Ao longo de seu mandato como secretário geral da OIDP (Observatório Internacional da Democracia Participativa), Hernàndez se aproximou de diferentes experiências internacionais e tornou-se profundo conhecedor das políticas de orçamento participativo implementadas em Porto Alegre nos anos 1980 e 1990 ("não são uma solução final, mas são uma ótima ferramenta de aprendizado").

Segundo ele, é preciso que a administração na qual se tenta desenvolver mecanismos de participação direta acredite efetivamente no que está fazendo ("há muitas ações só de fachada") e que as políticas participativas sejam implementadas de um modo transversal.

"Se falamos de uma administração municipal, a chave e a única possibilidade é que o prefeito esteja pessoalmente envolvido. Muitas experiências de governo aberto são feitas por uma pessoa ou departamento, mas não há uma mudança real. Em Barcelona, criamos uma comissão tanto técnica quanto política em que a autoridade do prefeito dá a última palavra contra qualquer resistência."

Para além das mudanças nos corredores administrativos, o catalão aponta o processo de mudança de mentalidade dos próprios cidadãos, mais lento e mais complexo.

"Não basta disponibilizar os dados e abrir os processos se ninguém sabe o que fazer com eles. Nesse sentido, há todo um trabalho permanente desenvolvido nas escolas, junto aos idosos, nas comunidades rurais."

Em Barcelona, por exemplo, um dos debates atuais diz respeito à gestão da água, se deve ser feita pela prefeitura ou privatizada. "As consultas populares antes eram restritas a uma a cada quatro anos para a toda cidade. Não deve ter limite. Com a tecnologia, é muito mais fácil criar plebiscitos restritos a um único bairro ou mesmo a uma única rua."

Para ilustrar seus propósitos, pede que se imagine um bolo. "Transparência nos permite ver o recheio, o que há por baixo da cobertura.

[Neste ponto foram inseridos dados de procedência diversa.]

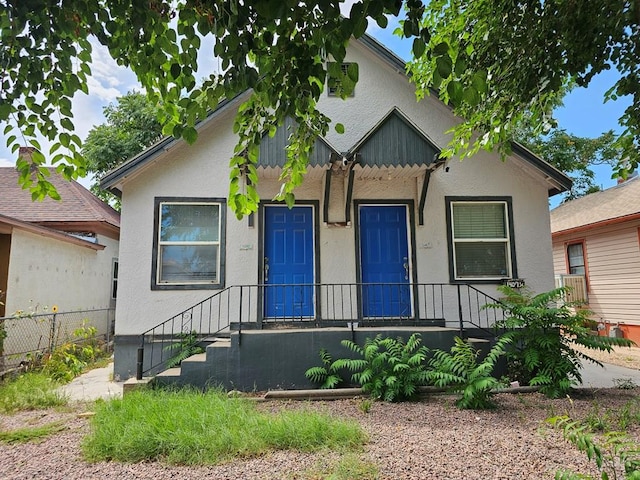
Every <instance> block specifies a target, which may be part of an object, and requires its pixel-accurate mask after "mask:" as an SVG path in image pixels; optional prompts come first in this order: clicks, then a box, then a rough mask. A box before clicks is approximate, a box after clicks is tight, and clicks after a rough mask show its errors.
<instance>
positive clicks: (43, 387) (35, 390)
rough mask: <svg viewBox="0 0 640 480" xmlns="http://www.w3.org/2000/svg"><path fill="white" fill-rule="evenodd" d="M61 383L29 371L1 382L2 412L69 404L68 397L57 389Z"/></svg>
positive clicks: (0, 389)
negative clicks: (17, 376)
mask: <svg viewBox="0 0 640 480" xmlns="http://www.w3.org/2000/svg"><path fill="white" fill-rule="evenodd" d="M58 387H60V383H58V382H56V381H54V380H52V379H51V378H49V377H48V376H47V375H45V374H43V373H38V372H29V373H25V374H23V375H20V376H19V377H16V378H14V379H11V380H7V381H5V382H3V383H2V384H0V412H2V413H12V412H16V411H20V410H36V409H39V408H49V407H57V406H61V405H66V404H67V398H66V397H65V396H64V395H63V394H61V393H60V392H59V391H58V390H57V389H58Z"/></svg>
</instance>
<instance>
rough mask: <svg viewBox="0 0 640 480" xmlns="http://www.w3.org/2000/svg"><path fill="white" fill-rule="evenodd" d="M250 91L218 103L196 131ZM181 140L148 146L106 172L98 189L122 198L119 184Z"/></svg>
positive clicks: (221, 101)
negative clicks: (112, 193)
mask: <svg viewBox="0 0 640 480" xmlns="http://www.w3.org/2000/svg"><path fill="white" fill-rule="evenodd" d="M248 91H250V90H245V91H244V92H241V93H239V94H238V95H236V96H235V97H233V98H231V99H226V98H225V99H223V100H221V101H220V103H219V104H218V106H217V107H216V109H215V110H213V111H211V112H210V113H209V114H208V115H207V117H206V118H205V119H203V120H201V121H199V122H198V123H196V129H197V130H200V129H202V128H203V127H204V126H205V125H207V124H208V123H210V122H211V121H213V119H215V118H216V117H218V116H219V115H220V114H222V113H223V112H225V111H226V110H228V109H229V107H230V106H231V105H233V104H234V103H235V102H236V101H238V100H239V99H240V97H242V96H243V95H245V94H246V93H247V92H248ZM182 141H183V140H182V139H176V138H174V137H164V138H162V139H161V140H159V141H158V142H157V143H155V144H154V145H152V146H150V147H149V148H147V149H146V150H144V151H142V152H141V153H139V154H138V155H136V156H135V157H133V158H132V159H130V160H128V161H127V162H125V163H123V164H122V165H120V166H119V167H117V168H115V169H114V170H112V171H110V172H108V173H107V174H106V175H105V176H104V177H102V178H101V179H100V188H102V189H105V190H109V191H110V192H111V193H113V194H114V195H116V196H117V197H121V196H122V189H121V188H119V185H120V183H121V182H122V180H124V179H125V178H126V177H129V176H131V175H133V174H134V173H136V172H138V171H139V170H140V169H141V168H142V167H144V166H145V165H147V164H148V163H149V162H151V161H152V160H153V159H155V158H156V157H157V156H158V155H160V154H162V153H163V152H166V151H167V150H169V149H171V148H173V147H174V146H175V145H176V144H178V143H179V142H182Z"/></svg>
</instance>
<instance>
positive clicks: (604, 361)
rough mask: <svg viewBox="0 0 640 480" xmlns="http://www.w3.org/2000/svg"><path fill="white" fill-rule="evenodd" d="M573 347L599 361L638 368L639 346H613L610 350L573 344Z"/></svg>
mask: <svg viewBox="0 0 640 480" xmlns="http://www.w3.org/2000/svg"><path fill="white" fill-rule="evenodd" d="M574 348H576V349H577V350H581V351H583V352H584V353H586V354H587V355H589V356H590V357H593V358H595V359H596V360H599V361H601V362H605V363H612V364H614V365H619V366H621V367H627V368H633V369H634V370H640V347H613V351H611V352H601V351H599V350H587V349H586V348H582V347H580V346H576V345H574Z"/></svg>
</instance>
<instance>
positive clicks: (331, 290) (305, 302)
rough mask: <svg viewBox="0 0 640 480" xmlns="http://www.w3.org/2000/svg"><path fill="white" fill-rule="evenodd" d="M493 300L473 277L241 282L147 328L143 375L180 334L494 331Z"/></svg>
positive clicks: (153, 367)
mask: <svg viewBox="0 0 640 480" xmlns="http://www.w3.org/2000/svg"><path fill="white" fill-rule="evenodd" d="M488 303H498V300H496V299H495V298H493V297H491V296H490V295H487V294H486V293H484V292H482V291H480V290H478V289H476V288H475V287H473V286H471V285H466V284H460V285H450V284H438V283H419V284H406V283H369V284H362V283H342V284H297V285H293V284H292V285H235V286H231V287H227V288H225V289H224V290H221V291H219V292H217V293H215V294H214V295H212V296H210V297H208V298H206V299H205V300H203V301H201V302H199V303H197V304H196V305H193V306H192V307H189V308H188V309H185V310H183V311H182V312H180V313H178V314H177V315H174V316H173V317H171V318H169V319H168V320H166V321H164V322H162V323H161V324H159V325H156V326H155V327H153V328H151V329H149V330H147V331H145V332H143V333H142V334H141V336H140V344H139V347H138V358H137V368H136V376H137V378H138V379H142V377H143V376H145V375H153V374H155V373H158V372H160V371H162V370H163V369H164V368H165V366H166V365H167V363H168V362H169V360H170V359H171V358H172V357H174V356H175V355H176V347H178V348H180V345H179V343H180V342H181V341H185V339H188V341H189V342H191V343H202V342H207V341H208V340H213V339H214V338H215V337H219V336H221V335H224V334H228V333H229V332H230V331H231V329H232V328H233V330H238V331H239V332H240V333H241V332H242V330H243V329H247V328H273V327H284V326H296V327H329V326H344V327H346V326H350V327H351V328H353V327H354V326H355V325H358V326H416V325H422V326H429V325H432V326H441V327H450V328H457V329H459V331H460V335H464V334H465V332H466V331H467V330H475V331H481V332H485V333H486V334H487V335H493V328H492V326H493V325H494V324H495V323H496V322H499V321H500V320H501V319H502V318H503V316H502V310H499V309H485V308H484V307H483V306H484V305H485V304H488ZM239 339H241V336H239Z"/></svg>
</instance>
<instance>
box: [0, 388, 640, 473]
mask: <svg viewBox="0 0 640 480" xmlns="http://www.w3.org/2000/svg"><path fill="white" fill-rule="evenodd" d="M638 394H640V389H638V388H636V389H634V390H618V389H603V390H598V391H590V390H582V391H579V392H576V393H575V395H574V398H572V399H560V400H553V401H551V400H547V399H545V398H544V397H543V396H541V395H539V394H520V395H514V394H500V395H497V396H496V400H497V402H498V404H499V408H498V409H496V410H493V411H461V410H458V409H457V408H456V407H455V406H454V404H453V399H452V398H451V397H444V396H433V397H430V398H428V399H426V400H424V401H422V402H416V403H402V404H385V403H381V402H380V403H378V402H376V403H374V404H373V405H372V407H371V410H370V412H369V413H363V412H362V411H361V408H360V407H361V405H362V403H361V402H362V400H361V399H349V400H338V401H332V402H314V403H307V402H293V401H274V402H267V403H264V404H260V408H265V409H268V410H274V409H280V408H301V407H303V406H304V407H309V408H317V409H323V410H326V411H329V412H331V413H333V414H335V415H337V416H341V417H346V418H354V419H356V420H357V421H358V422H359V423H360V424H361V425H362V426H363V428H365V429H366V431H367V432H368V434H369V438H370V441H369V443H368V444H367V445H366V446H365V447H364V449H363V451H362V452H359V453H358V454H357V455H358V456H359V457H360V458H361V459H362V460H365V461H368V462H373V463H375V464H376V465H377V467H378V471H379V478H381V479H551V478H553V477H554V472H555V471H556V469H559V468H570V469H573V470H575V471H579V472H582V473H591V474H594V473H596V471H595V470H594V469H593V466H592V465H591V464H590V463H589V462H588V461H587V459H586V457H585V456H584V455H583V454H581V453H580V452H578V451H577V450H576V449H575V448H574V447H573V446H571V445H570V444H568V443H567V442H565V441H564V440H563V439H562V437H561V435H560V434H559V433H558V432H557V431H554V430H550V429H549V428H547V427H545V426H544V425H543V423H542V422H543V420H544V419H545V418H547V417H549V416H552V415H560V414H569V415H571V416H572V417H574V418H582V417H584V416H585V415H588V414H589V413H593V412H594V411H595V409H597V408H600V409H601V410H602V409H604V408H605V407H606V408H621V407H622V406H623V405H625V404H626V403H628V402H629V401H631V400H632V399H637V398H638ZM83 408H90V405H76V406H75V408H74V411H67V412H60V411H55V410H47V411H37V412H22V413H19V414H16V415H11V416H8V415H4V416H0V429H2V430H10V429H15V428H19V427H24V426H35V425H38V424H45V423H49V422H52V421H56V420H62V421H64V422H65V423H66V425H67V429H66V430H65V431H63V432H60V433H57V434H55V435H53V436H51V437H49V438H47V439H45V440H43V441H40V442H38V443H34V442H32V443H28V444H23V445H6V444H0V478H2V479H106V480H108V479H123V478H127V479H154V480H162V479H175V478H187V479H189V478H211V479H311V478H313V479H316V478H322V477H321V476H318V471H319V470H318V469H319V466H320V465H326V464H327V463H331V462H332V461H335V460H336V459H337V458H339V454H337V453H327V452H322V453H317V454H303V453H299V452H289V451H287V452H275V453H271V454H268V455H265V456H262V457H258V458H252V459H248V460H239V461H235V462H232V463H229V464H225V465H221V466H215V467H197V468H192V467H173V466H167V465H163V464H162V463H160V462H150V463H141V464H119V463H114V462H101V463H94V464H89V463H86V462H84V461H83V460H82V457H81V451H80V443H81V440H82V438H83V436H84V435H86V434H87V432H88V431H89V428H90V420H89V419H87V418H83V417H79V416H78V415H77V414H78V412H80V411H82V409H83ZM630 434H631V435H632V436H633V437H634V438H635V439H636V441H640V427H639V426H638V425H636V426H635V427H634V430H632V431H631V432H630ZM313 472H315V473H313Z"/></svg>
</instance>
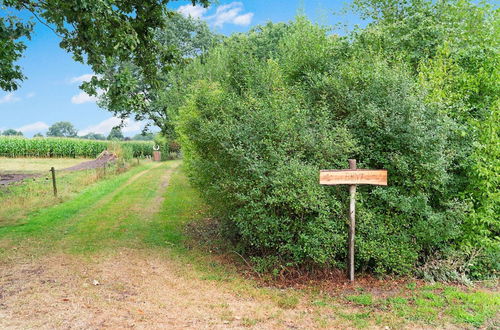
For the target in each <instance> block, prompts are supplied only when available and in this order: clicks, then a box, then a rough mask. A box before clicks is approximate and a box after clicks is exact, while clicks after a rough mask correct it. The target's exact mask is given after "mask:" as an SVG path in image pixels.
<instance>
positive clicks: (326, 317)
mask: <svg viewBox="0 0 500 330" xmlns="http://www.w3.org/2000/svg"><path fill="white" fill-rule="evenodd" d="M175 164H176V163H175V162H167V163H164V164H162V165H161V166H159V167H154V166H155V164H153V163H147V164H142V165H140V166H138V167H135V168H133V169H132V170H130V171H128V172H126V173H123V174H120V175H117V176H115V177H110V178H107V179H104V180H102V181H99V182H97V183H94V184H92V185H90V186H88V187H87V188H85V189H84V190H83V191H81V192H80V193H79V194H78V195H77V196H76V197H74V198H72V199H70V200H68V201H66V202H64V203H61V204H58V205H56V206H53V207H50V208H47V209H45V210H40V211H39V212H37V213H34V214H32V215H30V216H29V217H27V218H26V219H24V220H23V221H22V225H17V226H16V225H12V226H4V227H2V228H0V246H1V247H2V249H3V253H2V254H0V258H1V257H2V255H3V256H6V255H8V254H9V253H10V252H11V247H12V246H13V245H15V246H20V247H21V248H25V249H27V250H28V253H29V254H31V255H33V254H36V253H37V251H38V253H41V252H40V251H42V252H52V251H54V250H63V251H65V252H69V253H77V254H82V255H84V256H91V255H92V254H93V253H95V252H97V251H101V250H103V249H107V250H108V251H111V252H112V251H115V250H117V248H118V247H128V248H140V249H146V250H147V251H155V252H160V253H163V254H164V255H165V256H167V257H168V258H170V259H172V260H174V261H178V264H179V265H182V267H179V270H177V271H178V272H179V273H180V275H181V276H185V278H186V281H189V278H190V276H195V277H196V278H198V279H202V280H204V281H207V282H215V283H216V284H217V285H224V286H225V287H226V288H229V289H230V290H231V291H232V292H233V293H234V294H236V295H239V296H241V297H242V298H244V297H253V298H256V299H263V300H267V301H271V302H272V303H274V304H275V306H277V307H278V308H279V309H281V310H294V309H300V310H303V309H307V310H309V311H310V312H312V313H316V314H317V315H318V317H317V321H316V322H317V324H316V325H315V326H324V327H328V326H335V327H356V328H364V327H372V326H378V327H384V326H389V327H391V328H405V327H406V328H408V327H410V328H411V327H420V328H428V327H438V328H439V327H450V326H451V327H453V326H456V327H482V326H485V325H488V326H490V327H491V328H495V327H498V325H499V324H498V323H495V319H496V318H498V312H497V311H498V310H499V309H500V300H499V299H500V297H499V295H498V294H496V293H492V292H483V291H479V290H472V289H469V290H464V289H461V288H457V287H453V286H449V285H443V284H433V285H426V286H419V285H417V283H411V284H409V285H402V286H401V288H400V291H399V292H391V294H390V295H388V296H384V295H383V294H380V293H377V292H372V291H371V289H370V288H369V287H366V288H364V289H363V290H356V291H354V293H352V294H350V295H346V296H342V295H337V294H328V293H327V292H323V291H320V290H318V288H314V287H312V288H305V289H300V290H299V289H287V290H280V289H277V288H272V287H267V288H262V287H260V286H259V283H258V282H256V281H254V280H251V279H246V278H243V277H242V276H241V275H240V274H239V272H238V271H237V269H236V268H237V267H235V266H234V264H230V263H227V262H226V263H225V262H222V261H219V259H217V258H214V257H213V256H212V255H211V254H210V253H209V252H208V251H207V250H206V249H203V247H201V248H187V247H186V241H187V240H188V237H187V236H186V231H185V226H186V224H188V223H190V222H191V221H198V220H199V219H202V218H203V217H204V216H206V214H207V213H206V212H207V211H206V206H205V205H204V204H203V202H202V201H201V200H200V198H199V196H198V194H197V192H196V191H195V190H194V189H193V188H192V187H190V185H189V183H188V180H187V178H186V176H185V175H184V173H183V172H182V170H176V171H174V173H173V175H172V177H171V178H170V180H169V186H168V188H167V190H166V191H165V193H164V198H165V199H164V201H163V203H162V204H161V206H160V207H159V209H157V210H155V211H154V212H151V213H148V211H147V210H148V208H149V206H150V205H154V204H155V203H156V202H157V200H158V198H159V197H160V196H159V193H158V190H157V187H158V181H159V180H160V179H161V178H162V176H163V175H165V170H166V169H167V168H169V167H171V166H173V165H175ZM139 174H141V176H138V175H139ZM132 178H135V179H134V180H131V179H132ZM30 249H31V250H30ZM0 251H1V250H0ZM33 252H34V253H33ZM226 260H227V259H226ZM221 317H222V318H225V319H231V318H232V315H231V314H230V313H228V314H227V315H222V316H221ZM275 317H276V318H280V317H281V316H280V315H277V316H275ZM258 322H259V321H258V320H257V319H248V320H245V322H244V323H245V324H246V325H248V326H252V325H257V326H258Z"/></svg>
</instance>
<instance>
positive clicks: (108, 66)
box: [82, 13, 219, 138]
mask: <svg viewBox="0 0 500 330" xmlns="http://www.w3.org/2000/svg"><path fill="white" fill-rule="evenodd" d="M218 39H219V37H218V36H217V35H215V34H214V33H212V32H211V31H210V29H209V27H208V25H207V23H206V22H205V21H202V20H199V19H194V18H191V17H187V18H186V17H184V16H182V15H180V14H178V13H169V14H168V18H166V19H165V24H164V25H163V26H162V27H161V28H157V29H155V30H154V36H153V40H154V42H155V43H156V45H157V47H159V48H160V49H161V51H162V52H165V53H170V54H172V56H173V57H172V60H170V61H165V60H162V59H159V60H157V61H156V66H157V67H158V68H159V70H160V71H161V72H160V73H158V75H157V78H158V79H157V80H156V81H155V82H154V83H152V82H151V79H150V78H149V77H148V76H147V75H146V74H145V72H144V71H143V70H141V67H140V66H138V65H137V64H136V63H134V62H133V61H130V60H116V61H110V62H108V63H107V65H106V68H105V70H104V71H103V74H102V75H100V76H99V77H96V79H94V80H93V81H90V82H88V83H84V84H83V85H82V87H83V88H84V89H85V90H86V91H87V92H88V93H89V94H91V95H95V96H100V102H99V105H100V106H102V107H104V108H106V109H108V110H109V111H112V112H113V114H114V115H115V116H116V117H119V118H123V119H125V118H129V117H130V116H134V118H135V119H136V120H145V119H146V120H149V121H151V122H152V123H154V124H155V125H156V126H158V127H159V128H160V129H161V132H162V134H163V135H164V136H168V137H170V138H172V137H173V136H174V134H175V133H174V129H173V121H172V119H171V117H170V111H169V108H170V107H171V104H172V103H173V102H172V99H171V97H170V95H171V93H169V89H171V88H172V85H173V83H174V82H175V80H176V77H177V75H179V72H180V71H181V70H182V69H183V68H184V67H185V65H186V64H188V63H190V62H191V61H192V59H193V58H195V57H197V56H203V54H205V53H206V52H207V51H208V50H209V49H210V48H211V47H212V46H213V45H214V44H215V43H216V42H217V40H218ZM102 90H106V93H104V94H102V95H101V93H100V92H101V91H102ZM146 128H147V127H146Z"/></svg>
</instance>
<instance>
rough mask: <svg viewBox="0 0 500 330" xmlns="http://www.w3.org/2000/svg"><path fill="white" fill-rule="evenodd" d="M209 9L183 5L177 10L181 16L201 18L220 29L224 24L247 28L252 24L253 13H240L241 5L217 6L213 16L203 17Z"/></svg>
mask: <svg viewBox="0 0 500 330" xmlns="http://www.w3.org/2000/svg"><path fill="white" fill-rule="evenodd" d="M208 9H209V8H203V7H202V6H192V5H185V6H180V7H179V9H178V10H177V11H178V12H179V13H181V14H182V15H184V16H186V17H188V16H191V17H193V18H201V19H205V20H207V21H209V22H210V23H211V24H213V26H215V27H220V28H222V27H223V26H224V24H234V25H241V26H247V25H249V24H250V23H251V22H252V18H253V15H254V14H253V13H242V12H243V11H244V8H243V3H241V2H237V1H235V2H231V3H228V4H226V5H222V6H218V7H217V9H216V10H215V14H213V15H210V16H205V14H206V13H207V11H208Z"/></svg>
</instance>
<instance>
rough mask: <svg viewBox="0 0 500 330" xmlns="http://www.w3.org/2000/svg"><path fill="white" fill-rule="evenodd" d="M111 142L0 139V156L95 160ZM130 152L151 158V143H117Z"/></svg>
mask: <svg viewBox="0 0 500 330" xmlns="http://www.w3.org/2000/svg"><path fill="white" fill-rule="evenodd" d="M110 143H111V141H97V140H84V139H72V138H33V139H27V138H24V137H10V136H9V137H7V136H6V137H0V156H5V157H87V158H95V157H97V156H98V155H99V154H100V153H101V152H103V151H104V150H106V149H108V147H109V145H110ZM119 143H120V144H122V145H126V146H127V147H128V148H130V149H131V150H132V154H133V157H141V156H151V155H152V152H153V142H151V141H124V142H119Z"/></svg>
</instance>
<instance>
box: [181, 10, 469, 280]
mask: <svg viewBox="0 0 500 330" xmlns="http://www.w3.org/2000/svg"><path fill="white" fill-rule="evenodd" d="M271 39H272V40H273V41H274V42H275V43H274V45H275V47H274V48H272V47H271V46H270V45H272V43H271V42H270V40H271ZM276 41H277V42H276ZM204 60H205V63H206V64H205V65H202V66H200V70H202V71H201V72H200V76H203V77H206V79H204V80H203V81H199V82H196V83H195V84H194V85H193V86H192V92H191V96H190V97H189V98H188V99H187V102H186V105H185V106H184V107H182V108H181V114H180V122H179V132H180V133H181V141H182V144H183V152H184V154H185V158H186V163H187V169H188V172H189V174H190V176H191V178H192V180H193V182H194V184H195V185H196V186H198V187H199V188H200V190H201V191H202V192H203V194H204V195H205V197H206V198H207V199H208V200H209V201H210V205H213V206H214V211H215V212H217V213H218V214H219V216H220V217H222V218H223V219H225V220H226V223H227V225H228V227H229V229H230V230H232V232H233V234H234V236H233V238H235V239H237V241H238V242H239V244H240V247H241V248H242V249H243V250H245V251H246V252H247V253H249V254H252V255H260V256H270V257H271V258H273V257H272V256H278V258H280V260H279V264H281V265H304V264H305V265H322V266H324V265H327V266H328V265H330V266H338V265H343V264H344V260H345V254H346V244H345V242H346V238H347V237H346V235H347V230H346V223H345V214H346V191H345V189H344V188H342V187H322V186H320V185H318V182H317V176H318V171H319V169H322V168H323V169H324V168H345V167H346V166H347V159H348V158H357V159H358V160H360V163H361V164H360V167H366V168H386V169H388V170H389V173H390V187H387V188H380V187H370V186H366V187H360V189H359V194H358V199H359V204H358V205H359V211H358V212H359V218H360V219H361V220H360V221H359V225H358V237H357V248H358V252H357V256H358V259H357V262H358V265H357V266H358V268H369V269H372V270H374V271H376V272H379V273H384V272H395V273H401V274H404V273H408V272H410V271H411V270H412V267H413V265H415V264H416V263H417V262H418V260H419V257H420V256H422V255H424V254H426V253H430V252H431V251H433V250H436V249H439V248H440V247H443V246H445V245H447V244H449V242H450V241H452V240H453V239H455V238H456V237H458V236H459V235H460V224H461V221H462V219H463V207H462V204H461V203H458V202H457V201H455V200H454V199H453V198H452V196H450V194H448V192H449V189H450V176H449V174H448V170H449V169H450V167H451V164H450V163H451V158H450V157H448V156H447V155H449V153H450V151H449V149H448V144H447V139H448V137H449V134H450V133H451V130H452V127H453V123H452V122H450V121H449V120H448V118H447V116H445V115H444V114H442V113H440V112H439V111H438V108H437V107H435V106H432V105H430V104H426V103H425V102H424V100H425V99H426V94H425V92H423V91H422V90H421V89H420V88H419V86H418V84H417V83H416V81H415V79H413V78H412V74H411V72H410V70H408V69H407V68H406V66H405V65H404V64H394V63H389V62H388V61H386V60H385V59H383V58H382V57H379V56H372V57H367V56H366V55H365V54H363V53H361V52H358V49H357V48H356V47H355V46H353V45H352V44H350V43H349V42H347V40H344V39H340V38H337V37H332V36H329V35H328V34H327V31H326V30H324V29H322V28H320V27H317V26H315V25H312V24H311V23H309V22H308V21H307V20H306V19H304V18H299V19H298V20H297V21H296V22H294V23H292V24H291V25H289V26H288V27H287V28H286V29H285V28H283V26H282V25H276V26H274V25H272V24H269V25H267V26H264V27H260V28H259V30H255V31H252V32H251V33H249V34H248V35H236V36H234V37H231V38H229V39H228V40H226V42H225V44H224V46H221V47H219V48H217V49H215V50H213V51H212V52H211V54H210V55H209V56H207V58H205V59H204ZM429 132H433V133H432V134H429ZM388 238H390V239H388Z"/></svg>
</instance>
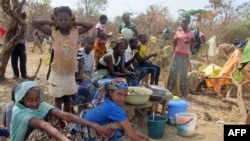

Mas governo aberto é mais: é poder ver cada um dos ingredientes, mexer na receita e nas proporções."

Em curso nesse momento na União Europeia, um debate tenciona por um lado para abertura de dados por parte de governos e empresas e, por outro, pela proteção de dados e privacidade individuais coletados e comercializados aplicativos e plataformas de tecnologia. "Não são ações contraditórias, mas caminham em paralelo e esbarram uma na outra em diferentes sentidos. É inegavelmente um dos debates mais importantes deste momento."

POLO DE INOVAÇÃO NACIONAL

Ao sediar pelo segundo ano consecutivo o evento Cities, a cidade mineira de Uberlândia procura se estabelecer como celeiro de start-ups e deslocar debates e negócios para lá das capitais. Lançado na última semana, o principal ranking sobre smart cities no Brasil deu à cidade mineira o 29º lugar. Curitiba, São Paulo e Vitória lideram a corrida.

Nascido da conjunção entre universidade (Universidade Federal de Uberlândia), federação das indústrias (Fiemg) empresas do setor de tecnologia (Algar), Sebrae e Prefeitura, o evento recebeu aproximadamente 4.000 pessoas, com estudos de caso sobre experiências no Porto, Tel-Aviv e Barcelona, entre outras. 

"Somos um dos países mais empreendedores e menos inovadores. A gente compra equipamento alemão para o agronegócio, tecnologia chinesa. Como isso vai funcionar para o brasileiro? Quando carros elétricos ou máquinas de bitcoins chegarem por aqui, sabemos o que fazer?", pergunta Pedro Mendes, coordenador de negócios internacionais e inovação da Fiemg.